Desde setembro de 2015, a Appa restringe o acesso aos cais para os motoristas que descumprem as regras de tráfego no Porto e as normas de trânsito.

“É uma medida que visa a segurança dos trabalhadores portuários e das pessoas que trafegam pela área portuária. Queremos evitar acidentes, evitar a poluição das ruas e avenidas e garantir o cumprimento das normas previstas em área alfandegada”, explica Dividino.

A Unidade Administrativa de Segurança Portuária é responsável pela fiscalização dos veículos que transitam no cais. Ao todo, 116 veículos já tiveram a sua entrada no Porto de Paranaguá bloqueada.

Entre os motivos para o bloqueio destes caminhões estão excesso de velocidade na área interna do porto, estacionar em local proibido, ausência de Equipamento de Proteção Individual (EPI), documentação irregular e incompleta, desacato aos funcionários da Appa, vazamento de carga, não portar a Solicitação de Entrada do Veículo (SEV) e entrar na área alfandegada com acompanhante em veículo de transporte de carga (norma da Receita Federal).

O primeiro bloqueio ocorre por um período de 15 dias. Caso o veículo seja reincidente na ocorrência, o bloqueio passar a valer por 30 dias.
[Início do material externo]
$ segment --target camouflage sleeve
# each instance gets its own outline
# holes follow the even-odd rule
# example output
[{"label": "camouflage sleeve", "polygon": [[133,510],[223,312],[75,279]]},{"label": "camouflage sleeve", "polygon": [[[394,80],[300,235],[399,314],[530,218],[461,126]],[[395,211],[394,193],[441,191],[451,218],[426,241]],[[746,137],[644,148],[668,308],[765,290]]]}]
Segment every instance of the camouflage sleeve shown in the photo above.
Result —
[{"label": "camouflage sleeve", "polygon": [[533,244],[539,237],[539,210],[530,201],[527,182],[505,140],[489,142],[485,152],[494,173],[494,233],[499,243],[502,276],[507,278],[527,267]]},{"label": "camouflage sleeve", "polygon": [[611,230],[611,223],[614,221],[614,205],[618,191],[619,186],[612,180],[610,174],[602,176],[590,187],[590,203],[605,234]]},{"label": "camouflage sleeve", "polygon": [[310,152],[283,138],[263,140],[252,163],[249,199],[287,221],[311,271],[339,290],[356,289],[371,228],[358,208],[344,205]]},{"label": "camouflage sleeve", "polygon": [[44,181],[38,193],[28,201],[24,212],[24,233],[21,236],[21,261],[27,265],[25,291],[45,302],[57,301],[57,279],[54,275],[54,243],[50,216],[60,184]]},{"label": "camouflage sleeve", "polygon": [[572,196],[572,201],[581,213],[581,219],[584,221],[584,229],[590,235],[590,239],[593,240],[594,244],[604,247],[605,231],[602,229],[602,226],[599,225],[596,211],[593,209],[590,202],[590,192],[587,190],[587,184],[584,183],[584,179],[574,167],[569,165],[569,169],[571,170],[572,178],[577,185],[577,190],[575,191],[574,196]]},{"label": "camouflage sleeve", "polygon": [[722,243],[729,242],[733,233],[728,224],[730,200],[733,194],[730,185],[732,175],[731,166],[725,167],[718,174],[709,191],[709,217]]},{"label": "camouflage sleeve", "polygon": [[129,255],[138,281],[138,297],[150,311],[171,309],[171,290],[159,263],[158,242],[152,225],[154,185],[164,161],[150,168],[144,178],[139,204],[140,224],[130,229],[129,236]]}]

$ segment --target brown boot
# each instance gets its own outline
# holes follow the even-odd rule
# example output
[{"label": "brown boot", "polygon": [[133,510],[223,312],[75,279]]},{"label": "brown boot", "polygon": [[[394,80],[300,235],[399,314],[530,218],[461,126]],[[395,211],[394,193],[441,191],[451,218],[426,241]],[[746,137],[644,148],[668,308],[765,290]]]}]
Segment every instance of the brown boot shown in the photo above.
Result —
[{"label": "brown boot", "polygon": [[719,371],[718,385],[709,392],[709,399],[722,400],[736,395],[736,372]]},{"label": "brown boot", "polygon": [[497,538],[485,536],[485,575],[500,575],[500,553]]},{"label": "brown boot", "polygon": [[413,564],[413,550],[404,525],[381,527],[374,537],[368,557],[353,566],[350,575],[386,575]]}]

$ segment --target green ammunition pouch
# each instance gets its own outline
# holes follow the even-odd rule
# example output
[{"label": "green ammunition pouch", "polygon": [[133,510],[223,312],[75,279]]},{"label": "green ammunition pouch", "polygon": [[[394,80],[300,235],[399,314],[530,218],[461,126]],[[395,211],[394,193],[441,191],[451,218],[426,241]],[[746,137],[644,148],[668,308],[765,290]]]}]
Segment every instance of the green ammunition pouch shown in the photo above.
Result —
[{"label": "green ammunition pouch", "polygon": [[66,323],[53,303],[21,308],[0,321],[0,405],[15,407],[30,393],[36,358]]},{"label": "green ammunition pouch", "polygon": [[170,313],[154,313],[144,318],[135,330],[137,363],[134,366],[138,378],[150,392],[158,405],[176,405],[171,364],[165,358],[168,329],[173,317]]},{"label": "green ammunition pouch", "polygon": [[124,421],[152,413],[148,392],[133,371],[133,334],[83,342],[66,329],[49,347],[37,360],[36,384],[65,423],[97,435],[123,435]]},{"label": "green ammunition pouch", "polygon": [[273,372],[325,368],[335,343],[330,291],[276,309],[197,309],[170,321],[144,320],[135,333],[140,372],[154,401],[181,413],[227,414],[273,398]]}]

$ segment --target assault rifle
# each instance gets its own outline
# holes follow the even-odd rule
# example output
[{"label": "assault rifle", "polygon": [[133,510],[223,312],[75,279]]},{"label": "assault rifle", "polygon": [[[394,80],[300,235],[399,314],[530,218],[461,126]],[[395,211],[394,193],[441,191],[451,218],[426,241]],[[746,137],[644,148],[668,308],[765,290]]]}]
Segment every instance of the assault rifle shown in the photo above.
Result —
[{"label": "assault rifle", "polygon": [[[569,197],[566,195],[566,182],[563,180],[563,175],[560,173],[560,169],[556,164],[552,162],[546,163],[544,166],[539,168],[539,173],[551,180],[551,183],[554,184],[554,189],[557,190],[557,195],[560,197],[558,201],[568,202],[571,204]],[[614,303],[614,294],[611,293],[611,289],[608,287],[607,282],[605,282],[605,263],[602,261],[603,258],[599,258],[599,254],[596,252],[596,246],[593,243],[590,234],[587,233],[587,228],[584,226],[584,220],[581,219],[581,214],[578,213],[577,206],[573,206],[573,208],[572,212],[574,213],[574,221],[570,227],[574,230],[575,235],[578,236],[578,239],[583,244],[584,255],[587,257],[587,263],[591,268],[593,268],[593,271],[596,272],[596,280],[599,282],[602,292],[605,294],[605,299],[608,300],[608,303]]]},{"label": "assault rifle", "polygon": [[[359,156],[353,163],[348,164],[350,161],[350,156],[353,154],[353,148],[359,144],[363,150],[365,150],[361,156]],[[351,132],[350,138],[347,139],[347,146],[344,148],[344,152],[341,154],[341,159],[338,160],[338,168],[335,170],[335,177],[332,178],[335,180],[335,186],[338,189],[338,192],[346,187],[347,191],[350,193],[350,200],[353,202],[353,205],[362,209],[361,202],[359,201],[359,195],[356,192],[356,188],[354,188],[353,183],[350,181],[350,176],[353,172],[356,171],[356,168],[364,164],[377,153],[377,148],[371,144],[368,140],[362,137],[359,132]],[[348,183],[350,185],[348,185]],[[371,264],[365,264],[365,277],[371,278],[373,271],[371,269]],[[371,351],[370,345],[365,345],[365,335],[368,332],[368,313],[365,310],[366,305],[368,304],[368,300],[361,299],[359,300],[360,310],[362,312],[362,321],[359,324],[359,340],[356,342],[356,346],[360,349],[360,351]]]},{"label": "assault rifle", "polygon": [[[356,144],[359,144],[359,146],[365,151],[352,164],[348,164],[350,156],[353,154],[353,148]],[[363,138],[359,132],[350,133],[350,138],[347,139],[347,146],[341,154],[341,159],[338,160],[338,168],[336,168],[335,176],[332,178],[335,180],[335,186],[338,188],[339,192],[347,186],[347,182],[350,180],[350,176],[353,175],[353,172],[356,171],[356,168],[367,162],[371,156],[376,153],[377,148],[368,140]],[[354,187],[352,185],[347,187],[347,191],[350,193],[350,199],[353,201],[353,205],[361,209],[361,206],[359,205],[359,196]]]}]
Já em caso de danos aos equipamentos da Appa, o veículo só é desbloqueado após a confirmação da recuperação da avaria.

Durante o período de bloqueio, ao tentar descarregar no Porto, o sistema de controle de acesso identifica pela placa qual é a situação do veículo e não autoriza a entrada.

A campanha com os motoristas é realizada diariamente nas balanças de acesso ao cais dos portos do Paraná e também bem no pátio de triagem de caminhões, área em que os motoristas aguardam ser chamados para descarregar a carga transportada.

O Porto de Paranaguá recebe em média 800 veículos todos os dias. Em contrapartida, pelo Pátio de Triagem de Caminhões passam cerca de 2,5 mil caminhões diariamente.

Campanha APPA Maio Amarelo, trânsito, caminhões, bloqueio. Paranaguá, 18/05/2016. Foto: André Kasczeszen

Campanha APPA Maio Amarelo, trânsito, caminhões, bloqueio.
Paranaguá, 18/05/2016. Foto: André Kasczeszen

REPERCUSSÃO – O caminhoneiro Jarbas Salvador, 45 anos, faz com frequência a rota de sua cidade natal, Cascavel, para o Porto de Paranaguá transportando grãos. Ele disse que sempre faz a manutenção no seu caminhão e procura respeitar as regras de trânsito, mas já teve problema com outros motoristas que não faziam o mesmo. “Um caminhão sem freio já bateu em mim aqui na cidade. Sei de amigos que se acidentaram porque outros motoristas não respeitaram sinalização e o limite de velocidade”, disse.

Segundo Salvador, respeitar estas regras é uma forma de preservar a própria segurança e de não colocar a vida de mais ninguém em risco. “No trânsito é assim, você pode fazer tudo certo, mas se um colega é imprudente você é que pode perder a vida”, alerta o motorista.

Para o caminhoneiro Carlos Roberto Prass, natural de Marechal Cândido Rondon, a campanha de divulgação e o bloqueio dos caminhões em situação irregular são muito válidos. “Tem que haver fiscalização e punição para veículos e motoristas irregulares”, enfatiza Carlos.

O motorista, que carrega soja no Mato Grosso e descarrega em Paranaguá há oito anos, explica que para os profissionais que percorrem com frequência longas distâncias, a revisão periódica do caminhão é prioridade. “No entanto, muitos motoristas que fazem o transporte de cargas em pequenas distâncias ou dentro da cidade não têm a mesma preocupação e acabam colocando vidas em risco. Esta ação veio em boa hora”, finaliza Carlos.